14364,TICK,,14 - Unknown / Unidentified,
14365,PALERMO,,14 - Unknown / Unidentified,
14366,SWEETWATER,,14 - Unknown / Unidentified,
14367,MUREAU,,,


In [152]:
all_records[(all_records.cause.isna() == False) & (all_records.equipment_involved_in_ignition.isna() == False)]
# This analysis also demonstrates the inconsistency of the database.
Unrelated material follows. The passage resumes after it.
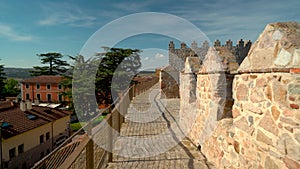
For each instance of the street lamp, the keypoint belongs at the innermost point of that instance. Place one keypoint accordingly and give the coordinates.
(1, 162)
Example: the same incident has different causes attributed to it. 

Unnamed: 0,fire_name,inc_num,cause,equipment_involved_in_ignition
55,DULUTH,18540,10 - Vehicle,211 - Electrical power (utility) line.
81,RESERVE,2033499,14 - Unknown / Unidentified,211 - Electrical power (utility) line.
260,BRIM,11354,9 - Miscellaneous,211 - Electrical power (utility) line.
275,MOUNTAIN,9134,11 - Powerline,211 - Electrical power (utility) line.
299,FOX,7241,4 - Campfire,211 - Electrical power (utility) line.
...,...,...,...,...
21194,MCMILLIAN,7684,2 - Equipment Use,211 - Electrical power (utility) line.
21200,GLADE,9037,2 - Equipment Use,211 - Electrical power (utility) line.
21220,R3 RYE PATCH,4067,1 - Lightning,211 - Electrical power (utility) line.
21228,CAVE,2908,7 - Arson,211 - Electrical power (utility) line.